But today it's a different story and Iraq has a much different Army.

"Prior to the last year or year and a half, the demand for combatants in Iraq was so great that troops would come out of basic training and be thrown more or less directly into combat and not be pulled out," says Stephen Biddle, a senior fellow for defense policy at the Council on Foreign Relations in New York.

At the same time that attacks have declined and key militant leaders have been killed or arrested, the Iraqi Security Forces (ISF) has steadily grown. Overall, the ISF, which includes the Army, police, and all other military branches, has increased by 146,100 personnel, or roughly the total number of all US troops stationed in Iraq. Now, the ISF is 591,700 strong, according to US military officials.

"This huge size increase has given them enough people that they can now … afford more training before they throw people right onto the front lines, but even after they've been committed to combat they can now rotate battalions and brigades back out for formalized training," says Dr. Biddle.

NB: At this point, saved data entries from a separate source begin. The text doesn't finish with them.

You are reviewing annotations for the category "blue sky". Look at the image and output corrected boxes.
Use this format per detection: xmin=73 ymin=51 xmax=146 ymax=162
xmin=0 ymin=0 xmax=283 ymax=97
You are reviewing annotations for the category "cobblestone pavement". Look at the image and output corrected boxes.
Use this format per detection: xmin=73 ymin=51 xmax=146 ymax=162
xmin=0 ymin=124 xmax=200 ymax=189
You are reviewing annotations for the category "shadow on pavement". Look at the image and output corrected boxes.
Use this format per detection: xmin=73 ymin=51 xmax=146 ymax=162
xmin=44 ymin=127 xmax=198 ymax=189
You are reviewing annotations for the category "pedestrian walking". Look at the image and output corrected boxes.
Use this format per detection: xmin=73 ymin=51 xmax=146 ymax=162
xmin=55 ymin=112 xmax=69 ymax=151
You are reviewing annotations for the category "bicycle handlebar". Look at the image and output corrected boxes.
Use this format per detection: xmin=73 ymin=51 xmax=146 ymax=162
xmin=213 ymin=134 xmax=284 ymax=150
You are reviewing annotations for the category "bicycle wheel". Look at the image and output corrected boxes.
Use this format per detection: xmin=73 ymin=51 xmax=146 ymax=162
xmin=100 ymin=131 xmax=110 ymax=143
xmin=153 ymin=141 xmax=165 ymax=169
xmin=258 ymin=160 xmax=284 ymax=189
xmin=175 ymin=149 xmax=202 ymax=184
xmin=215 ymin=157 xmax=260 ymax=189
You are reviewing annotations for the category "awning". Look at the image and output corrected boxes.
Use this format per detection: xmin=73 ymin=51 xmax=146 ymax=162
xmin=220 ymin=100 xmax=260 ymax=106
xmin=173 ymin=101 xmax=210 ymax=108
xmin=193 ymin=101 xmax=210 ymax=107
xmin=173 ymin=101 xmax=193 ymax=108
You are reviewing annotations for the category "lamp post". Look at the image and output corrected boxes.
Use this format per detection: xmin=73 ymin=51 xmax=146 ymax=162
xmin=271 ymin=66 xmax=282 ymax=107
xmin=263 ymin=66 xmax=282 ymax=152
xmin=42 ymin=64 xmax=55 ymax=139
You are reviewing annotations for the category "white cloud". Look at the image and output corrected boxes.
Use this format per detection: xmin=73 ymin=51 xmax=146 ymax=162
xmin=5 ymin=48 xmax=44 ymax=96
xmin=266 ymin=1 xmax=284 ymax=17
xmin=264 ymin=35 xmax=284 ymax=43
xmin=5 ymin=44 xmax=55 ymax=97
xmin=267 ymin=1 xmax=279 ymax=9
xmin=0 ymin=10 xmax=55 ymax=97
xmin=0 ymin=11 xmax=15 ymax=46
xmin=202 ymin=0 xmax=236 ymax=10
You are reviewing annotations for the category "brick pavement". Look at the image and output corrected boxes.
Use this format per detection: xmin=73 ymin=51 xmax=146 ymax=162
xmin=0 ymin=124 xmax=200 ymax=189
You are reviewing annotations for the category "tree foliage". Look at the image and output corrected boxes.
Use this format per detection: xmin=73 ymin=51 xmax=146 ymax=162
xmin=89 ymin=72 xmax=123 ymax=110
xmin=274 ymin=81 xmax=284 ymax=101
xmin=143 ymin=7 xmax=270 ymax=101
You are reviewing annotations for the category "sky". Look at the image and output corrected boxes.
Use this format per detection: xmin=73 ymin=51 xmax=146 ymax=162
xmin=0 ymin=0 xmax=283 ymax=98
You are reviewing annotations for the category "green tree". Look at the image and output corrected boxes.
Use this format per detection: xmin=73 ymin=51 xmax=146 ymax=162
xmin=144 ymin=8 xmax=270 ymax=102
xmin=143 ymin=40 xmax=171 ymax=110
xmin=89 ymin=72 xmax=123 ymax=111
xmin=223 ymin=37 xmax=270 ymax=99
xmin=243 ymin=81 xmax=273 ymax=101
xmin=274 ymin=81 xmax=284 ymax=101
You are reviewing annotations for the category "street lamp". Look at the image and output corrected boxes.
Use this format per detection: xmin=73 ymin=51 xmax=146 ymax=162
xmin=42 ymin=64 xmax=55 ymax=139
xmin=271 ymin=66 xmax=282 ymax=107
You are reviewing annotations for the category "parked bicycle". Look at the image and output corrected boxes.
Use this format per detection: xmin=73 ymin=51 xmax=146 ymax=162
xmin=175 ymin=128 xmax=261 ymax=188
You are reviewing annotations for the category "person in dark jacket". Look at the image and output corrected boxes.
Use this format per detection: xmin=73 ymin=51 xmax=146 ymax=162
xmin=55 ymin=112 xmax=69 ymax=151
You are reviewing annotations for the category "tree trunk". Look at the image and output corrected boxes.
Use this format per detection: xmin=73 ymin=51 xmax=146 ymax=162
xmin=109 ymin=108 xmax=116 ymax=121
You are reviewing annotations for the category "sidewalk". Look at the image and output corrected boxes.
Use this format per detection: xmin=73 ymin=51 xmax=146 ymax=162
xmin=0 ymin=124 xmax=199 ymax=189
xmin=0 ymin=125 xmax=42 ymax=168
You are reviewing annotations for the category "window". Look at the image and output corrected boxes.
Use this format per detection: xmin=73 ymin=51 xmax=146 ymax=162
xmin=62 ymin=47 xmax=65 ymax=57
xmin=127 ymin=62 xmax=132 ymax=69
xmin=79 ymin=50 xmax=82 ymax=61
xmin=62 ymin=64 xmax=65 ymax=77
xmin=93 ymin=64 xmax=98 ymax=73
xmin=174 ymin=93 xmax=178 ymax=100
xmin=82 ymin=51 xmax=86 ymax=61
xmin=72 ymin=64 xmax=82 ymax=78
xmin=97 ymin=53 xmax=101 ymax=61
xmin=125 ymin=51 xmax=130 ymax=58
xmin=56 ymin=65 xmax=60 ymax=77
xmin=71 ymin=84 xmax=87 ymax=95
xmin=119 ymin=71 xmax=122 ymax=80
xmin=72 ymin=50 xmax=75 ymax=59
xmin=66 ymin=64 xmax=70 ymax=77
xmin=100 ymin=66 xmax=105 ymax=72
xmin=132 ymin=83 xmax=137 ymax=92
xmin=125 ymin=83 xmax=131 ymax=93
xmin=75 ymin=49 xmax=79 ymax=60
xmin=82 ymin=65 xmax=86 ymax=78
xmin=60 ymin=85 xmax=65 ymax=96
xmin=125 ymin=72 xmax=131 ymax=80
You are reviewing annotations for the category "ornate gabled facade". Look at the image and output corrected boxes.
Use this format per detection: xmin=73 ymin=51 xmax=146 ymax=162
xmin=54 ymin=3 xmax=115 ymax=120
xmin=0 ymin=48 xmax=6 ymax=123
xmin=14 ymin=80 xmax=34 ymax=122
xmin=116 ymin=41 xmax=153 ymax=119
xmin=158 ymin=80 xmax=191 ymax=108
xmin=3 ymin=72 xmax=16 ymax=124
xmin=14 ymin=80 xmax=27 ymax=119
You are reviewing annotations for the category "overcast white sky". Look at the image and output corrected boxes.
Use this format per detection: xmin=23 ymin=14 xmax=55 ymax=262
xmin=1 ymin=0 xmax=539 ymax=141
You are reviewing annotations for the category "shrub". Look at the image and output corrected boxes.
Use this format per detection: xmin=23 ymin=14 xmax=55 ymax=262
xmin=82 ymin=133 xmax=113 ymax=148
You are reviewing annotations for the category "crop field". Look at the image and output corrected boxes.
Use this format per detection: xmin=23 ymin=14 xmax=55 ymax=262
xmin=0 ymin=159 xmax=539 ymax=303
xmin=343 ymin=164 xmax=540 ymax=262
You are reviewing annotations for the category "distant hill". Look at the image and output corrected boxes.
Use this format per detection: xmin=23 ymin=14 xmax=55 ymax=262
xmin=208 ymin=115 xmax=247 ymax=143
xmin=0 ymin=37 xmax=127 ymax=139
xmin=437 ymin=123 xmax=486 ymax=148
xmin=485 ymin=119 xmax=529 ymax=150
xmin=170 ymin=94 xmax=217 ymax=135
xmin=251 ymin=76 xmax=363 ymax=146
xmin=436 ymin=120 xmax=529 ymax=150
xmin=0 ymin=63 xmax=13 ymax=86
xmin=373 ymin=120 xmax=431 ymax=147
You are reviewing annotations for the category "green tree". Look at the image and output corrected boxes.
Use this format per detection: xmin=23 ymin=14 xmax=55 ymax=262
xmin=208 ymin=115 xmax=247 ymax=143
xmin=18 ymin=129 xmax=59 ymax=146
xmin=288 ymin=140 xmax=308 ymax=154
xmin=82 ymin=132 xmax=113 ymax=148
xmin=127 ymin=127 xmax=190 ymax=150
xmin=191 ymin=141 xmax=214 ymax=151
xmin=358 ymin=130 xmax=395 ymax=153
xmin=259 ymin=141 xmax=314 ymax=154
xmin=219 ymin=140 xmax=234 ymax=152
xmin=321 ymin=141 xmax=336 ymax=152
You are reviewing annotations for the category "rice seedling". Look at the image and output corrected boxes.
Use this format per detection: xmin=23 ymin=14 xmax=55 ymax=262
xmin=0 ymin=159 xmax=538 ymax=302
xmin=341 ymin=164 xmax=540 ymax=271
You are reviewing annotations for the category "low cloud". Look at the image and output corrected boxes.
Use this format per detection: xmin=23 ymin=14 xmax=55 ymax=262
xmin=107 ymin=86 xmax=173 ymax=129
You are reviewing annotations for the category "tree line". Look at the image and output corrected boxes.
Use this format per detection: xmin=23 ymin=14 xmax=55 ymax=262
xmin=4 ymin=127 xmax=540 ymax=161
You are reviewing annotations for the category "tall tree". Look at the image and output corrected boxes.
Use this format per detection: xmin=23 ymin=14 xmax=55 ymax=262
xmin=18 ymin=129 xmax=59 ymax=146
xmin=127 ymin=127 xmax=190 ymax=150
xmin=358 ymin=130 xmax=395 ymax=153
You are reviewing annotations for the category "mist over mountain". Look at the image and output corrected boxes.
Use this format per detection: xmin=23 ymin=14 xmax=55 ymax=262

The quality of the Iraqi military will be a key question for American politicians as they increasingly focus on whether to draw down US troops.

Even just a year ago, the state of the Iraqi military made such discussions a moot point. Inexperienced and laden with corruption, the military was in no position to replace coalition forces.

While there remain questions of how it will fare when US forces finally withdraw, the Army's growing size, experience, and even greater sectarian mix has many praising its capabilities.

When President Bush announced plans last week to bring home 8,000 US troops from Iraq, he said, "Iraqi forces are becoming increasingly capable of leading and winning the fight."

Over the summer, Lt. Gen. James Dubik, the former commander of coalition forces overseeing the training of the Iraqi military, told Congress that the Iraqi military should be ready to take control of primary combat responsibilities in the country by mid-2009.

In the early days of Iraq's security forces, Shiites dominated the ranks, leaving many Sunnis feeling disenfranchised and seeking the aid of insurgents for their own protection. The Army had essentially become the opposite of what it was under Saddam Hussein's control – a tool for enforcing Sunni Baathist dominance throughout the country.

Today, the sectarian blend of Iraq's security forces – 54 percent Shiite, 31 percent Sunni, and 15 percent Kurd – roughly resembles that of the nation, say US military officials.